Rutgers had plenty of exciting, if not painful, finishes this season, but never did it have a start like Tuesday's lackluster 55-37 loss to No. 16 Louisville in front of 5,633 at the Rutgers Athletic Center, in the process scoring its fewest points in four years.
The Cardinals (21-7, 10-5 Big East) scored 20 of the game's first 23 points, led by as many as 19 in the first half and maintained a double-digit lead all but two possessions of the final 32 minutes.
And Louisville wasn't even playing well.
"I should be out in the parking lot right now apologizing," Rutgers coach Mike Rice said. "It's as simple as that. We have sad individuals on our team. It's the first time all year that guys were sad something was going wrong.
"So, I told them, ‘Great season. You tried your hardest, and good luck (to) the seniors.' I know we have three games left, but if that's the performance we're going to do, we'll pack it in."
Last week Rice said the Scarlet Knights would not accept a postseason invitation to a tournament unless they were above .500.
Now, for the first time since the season opener, Rutgers (13-14, 4-11) is below .500, and will need to win its final three games – West Virginia and at DePaul and at Providence – to ensure a winning record sans a long run in the Big East tournament.
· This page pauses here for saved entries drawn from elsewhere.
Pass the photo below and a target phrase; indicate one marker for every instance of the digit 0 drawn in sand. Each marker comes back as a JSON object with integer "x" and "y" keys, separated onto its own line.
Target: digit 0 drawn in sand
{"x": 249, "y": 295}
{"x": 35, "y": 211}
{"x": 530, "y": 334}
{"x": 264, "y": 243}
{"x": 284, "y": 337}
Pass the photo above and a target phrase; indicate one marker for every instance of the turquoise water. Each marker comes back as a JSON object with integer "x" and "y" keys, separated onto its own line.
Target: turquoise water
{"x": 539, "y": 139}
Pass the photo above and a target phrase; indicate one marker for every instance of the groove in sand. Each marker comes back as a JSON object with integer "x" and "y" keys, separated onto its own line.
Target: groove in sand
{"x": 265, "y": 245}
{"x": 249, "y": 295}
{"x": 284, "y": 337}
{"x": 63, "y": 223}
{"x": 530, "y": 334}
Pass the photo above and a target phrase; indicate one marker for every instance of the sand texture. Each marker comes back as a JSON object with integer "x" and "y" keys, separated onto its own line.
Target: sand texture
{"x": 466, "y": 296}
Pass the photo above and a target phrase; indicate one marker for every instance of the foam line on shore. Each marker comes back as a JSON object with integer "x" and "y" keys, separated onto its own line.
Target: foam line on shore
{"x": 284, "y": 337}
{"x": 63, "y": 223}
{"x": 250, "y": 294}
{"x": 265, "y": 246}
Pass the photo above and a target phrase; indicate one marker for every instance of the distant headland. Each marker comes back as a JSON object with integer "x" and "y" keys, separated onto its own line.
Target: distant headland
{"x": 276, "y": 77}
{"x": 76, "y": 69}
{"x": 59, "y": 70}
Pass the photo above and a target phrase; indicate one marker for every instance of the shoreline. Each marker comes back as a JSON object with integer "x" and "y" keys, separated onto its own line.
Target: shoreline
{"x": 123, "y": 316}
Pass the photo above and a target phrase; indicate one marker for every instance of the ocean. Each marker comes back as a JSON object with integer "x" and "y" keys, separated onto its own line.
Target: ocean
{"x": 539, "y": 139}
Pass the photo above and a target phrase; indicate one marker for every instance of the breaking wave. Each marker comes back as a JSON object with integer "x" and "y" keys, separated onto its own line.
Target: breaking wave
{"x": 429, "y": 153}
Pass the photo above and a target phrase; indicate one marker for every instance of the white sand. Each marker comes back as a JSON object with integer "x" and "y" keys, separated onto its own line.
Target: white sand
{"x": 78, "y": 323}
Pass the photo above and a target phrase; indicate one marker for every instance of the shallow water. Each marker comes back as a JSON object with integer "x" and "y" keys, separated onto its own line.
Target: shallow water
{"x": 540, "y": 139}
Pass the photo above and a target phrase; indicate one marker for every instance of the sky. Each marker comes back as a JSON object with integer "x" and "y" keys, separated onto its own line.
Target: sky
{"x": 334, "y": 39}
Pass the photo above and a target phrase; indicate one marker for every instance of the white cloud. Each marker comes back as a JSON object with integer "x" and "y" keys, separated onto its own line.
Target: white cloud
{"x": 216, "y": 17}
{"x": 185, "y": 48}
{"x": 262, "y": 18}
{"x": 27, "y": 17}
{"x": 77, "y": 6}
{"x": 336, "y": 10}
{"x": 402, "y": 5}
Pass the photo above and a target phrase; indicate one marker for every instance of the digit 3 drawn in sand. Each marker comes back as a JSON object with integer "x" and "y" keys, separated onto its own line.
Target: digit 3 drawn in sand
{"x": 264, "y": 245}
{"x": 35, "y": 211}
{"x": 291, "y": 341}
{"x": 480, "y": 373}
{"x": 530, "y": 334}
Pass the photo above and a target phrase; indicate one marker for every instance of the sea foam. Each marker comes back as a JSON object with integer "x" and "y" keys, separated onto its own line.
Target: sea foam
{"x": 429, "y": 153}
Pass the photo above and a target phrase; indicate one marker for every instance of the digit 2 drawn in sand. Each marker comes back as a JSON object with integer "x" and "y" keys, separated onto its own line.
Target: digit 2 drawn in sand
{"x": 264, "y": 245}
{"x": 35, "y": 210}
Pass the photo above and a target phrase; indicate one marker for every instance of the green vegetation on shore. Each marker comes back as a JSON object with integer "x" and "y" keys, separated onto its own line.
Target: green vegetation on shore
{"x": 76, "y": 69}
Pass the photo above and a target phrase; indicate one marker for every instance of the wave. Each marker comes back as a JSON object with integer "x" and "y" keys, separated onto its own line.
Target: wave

"(Rice) told us it's not us, it's not the way we play, and we're never going to win games the way we played," Rutgers senior guard Mike Coburn said.
It was ugly for the Scarlet Knights from so many levels.
Rutgers was 13 of 44 (29.5 percent) from the field, which included making 2 of 14 from 3-point range.
The Scarlet Knights turned the ball over 18 times, and player after player caught the wrath of Rice for lack of hustle, lack of smarts and general malaise in scoring their fewest points since losing to DePaul 60-37 in January 2007.
"They came in here and from the jump, it was an old-fashioned butt-whipping," Rutgers senior forward Jonathan Mitchell said. "I just feel like it was too many individuals tying to make plays and not doing what we have been doing to be successful."
The Scarlet Knights had two points in the first nine minutes, and managed five points in the final six minutes of the game.
"It was an incredible performance," Rice said. "You can't have Gil give heart to every one of our players, but he tried. There were so many bad performances by so many individuals, including your head coach."
In building a 14-point halftime lead, Louisville was left with open 3-point attempt time and again, making 7 of 16 shots from behind the arc.
The lone Rutgers run came midway through the second half as Louisville's dry spell from the field allowed the Scarlet Knights to pull within 39-30 with 9:37 left.
However, the Cardinals regrouped, taking advantage of Rutgers' missed open shot after open shot to push back to a 50-32 advantage with 5:23 remaining.
It begs the question of whether Rutgers, with its nine healthy scholarship players and having played so many close games this season, is out of gas.
"No question," Rice said. "And I never thought that possible, but what am I going to say? Lie to you?"